Example payload (illustrative values — no real domains):

"originality": {
  "score": 62,
  "grade": "Moderately original",
  "sentence_analysis": {
    "original": 58,
    "shared": 29,
    "duplicative": 7,
    "total_scored": 94
  },
  "duplicative_passages": [
    {
      "snippet": "An opening definition that restates the consensus answer…",
      "matched_domain": "competitor-example.com"
    }
  ],
  "information_gain": {
    "content_most_competitors_have": [
      {
        "snippet": "A basic checklist most ranking pages include…",
        "competitor_count": 6
      }
    ],
    "potential_uncovered_topics_for_information_gain": [
      "What does this cost at different team sizes?",
      "How do results differ for non-English content?"
    ],
    "unique_data_points": {
      "your_count": 4,
      "page1_average": 9.5,
      "examples": ["37%", "4.2:1", "120ms"]
    }
  },
  "chart": "Originality: 62/100  Grade: Moderately original\n…"
}

Legacy field mapping

If you're migrating from the older report format, here's how the section names map to the current schema.

Legacy nameCurrent path
Date / TargetKeyword / Location / URLmeta
OnPageOptimizationScoreon_page_optimization
Page1AverageVsYourUrlbenchmarks
NaturalLanguageAnalysisentity_coverage.natural_language_entities
HighlyRelatedWordsentity_coverage.highly_related_terms
KeywordVariationsentity_coverage.keyword_variations
RelatedCategoryentity_coverage.related_category_entities
SpecificCategoryEntitiesentity_coverage.specific_category_entities
PageClassificationtopic_and_classification.page_classification
SwipeContenttopic_and_classification.swipe_content
TopicalAuthorityQuestionstopic_and_classification.topical_authority_questions
Internal Link Recommendationsinternal_linking
CompetitorAnalysiscompetitor_term_coverage
StructuredDataBenchmarksstructured_data_benchmarks
StructuredDataCoveragestructured_data_coverage
Originalityoriginality

Machine-readable schemas

Two JSON Schemas are published as MCP resources, one per tier:

  • schema://customer-report-v1 — full shape for Standard and Deep scans (response_format=customer_v1). Carries benchmarks, entity coverage including related-entity density, topic and classification, internal linking, and competitor term coverage.

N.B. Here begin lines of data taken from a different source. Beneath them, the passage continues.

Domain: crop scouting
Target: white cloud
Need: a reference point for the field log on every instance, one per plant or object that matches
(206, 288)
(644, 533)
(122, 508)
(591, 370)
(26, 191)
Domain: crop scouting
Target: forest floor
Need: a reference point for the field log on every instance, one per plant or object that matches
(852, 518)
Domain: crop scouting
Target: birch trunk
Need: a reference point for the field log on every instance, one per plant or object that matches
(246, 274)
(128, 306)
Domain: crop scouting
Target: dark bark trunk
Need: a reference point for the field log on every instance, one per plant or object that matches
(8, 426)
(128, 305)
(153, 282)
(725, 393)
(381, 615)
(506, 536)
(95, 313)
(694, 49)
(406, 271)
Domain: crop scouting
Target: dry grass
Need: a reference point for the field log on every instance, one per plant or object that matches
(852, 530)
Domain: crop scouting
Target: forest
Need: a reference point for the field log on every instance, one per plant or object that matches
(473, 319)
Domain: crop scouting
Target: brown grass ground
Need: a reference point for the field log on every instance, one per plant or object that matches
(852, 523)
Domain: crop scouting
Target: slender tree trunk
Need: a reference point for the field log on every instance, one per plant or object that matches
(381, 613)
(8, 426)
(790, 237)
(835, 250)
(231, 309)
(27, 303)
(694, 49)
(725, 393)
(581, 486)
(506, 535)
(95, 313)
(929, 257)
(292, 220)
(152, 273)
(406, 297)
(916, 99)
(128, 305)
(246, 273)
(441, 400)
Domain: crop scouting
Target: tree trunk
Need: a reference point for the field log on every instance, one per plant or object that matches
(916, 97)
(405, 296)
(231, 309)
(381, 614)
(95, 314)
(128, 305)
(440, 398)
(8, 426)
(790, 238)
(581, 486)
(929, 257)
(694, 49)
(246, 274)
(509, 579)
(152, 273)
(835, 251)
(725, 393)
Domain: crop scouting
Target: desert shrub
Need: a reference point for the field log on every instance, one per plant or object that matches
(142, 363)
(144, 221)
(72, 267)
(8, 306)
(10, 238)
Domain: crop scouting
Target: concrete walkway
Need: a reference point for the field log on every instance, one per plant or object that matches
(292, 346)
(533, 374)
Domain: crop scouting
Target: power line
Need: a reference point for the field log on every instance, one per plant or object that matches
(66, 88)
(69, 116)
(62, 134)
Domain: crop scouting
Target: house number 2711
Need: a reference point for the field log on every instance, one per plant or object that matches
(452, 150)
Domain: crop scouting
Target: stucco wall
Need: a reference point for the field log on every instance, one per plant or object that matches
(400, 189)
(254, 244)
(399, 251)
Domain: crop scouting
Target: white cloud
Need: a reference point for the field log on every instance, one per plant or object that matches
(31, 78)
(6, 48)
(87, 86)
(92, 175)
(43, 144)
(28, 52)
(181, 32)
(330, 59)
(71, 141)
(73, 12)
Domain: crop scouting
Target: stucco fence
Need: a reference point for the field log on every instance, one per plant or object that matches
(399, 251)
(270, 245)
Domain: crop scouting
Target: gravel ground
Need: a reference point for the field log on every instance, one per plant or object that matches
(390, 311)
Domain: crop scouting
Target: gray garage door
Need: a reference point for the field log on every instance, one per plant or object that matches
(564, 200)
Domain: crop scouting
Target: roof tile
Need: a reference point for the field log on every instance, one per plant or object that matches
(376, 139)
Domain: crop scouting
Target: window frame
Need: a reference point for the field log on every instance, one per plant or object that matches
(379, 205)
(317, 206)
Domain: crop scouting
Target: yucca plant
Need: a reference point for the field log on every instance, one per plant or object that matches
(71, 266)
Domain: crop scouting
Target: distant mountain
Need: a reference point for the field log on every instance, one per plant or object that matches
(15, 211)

Standard and Deep scans may also carry the originality section, and Deep scans the structured data benchmark and coverage sections.
  • schema://customer-report-v1-lite — reduced shape for Lite scans (response_format=customer_v1_lite). Keeps benchmarks, entity coverage including related-entity density (natural language entities, highly related terms, keyword variations only), and competitor term coverage. Omits topic_and_classification and internal_linking entirely — those are not computed for Lite scans — and never emits originality.

The service picks the right schema automatically based on the job's depth. Explicitly requesting customer_v1 on a Lite job (or customer_v1_lite on a Standard/Deep job) returns a 409 UNSUPPORTED_FORMAT — omit the parameter or use the matching value.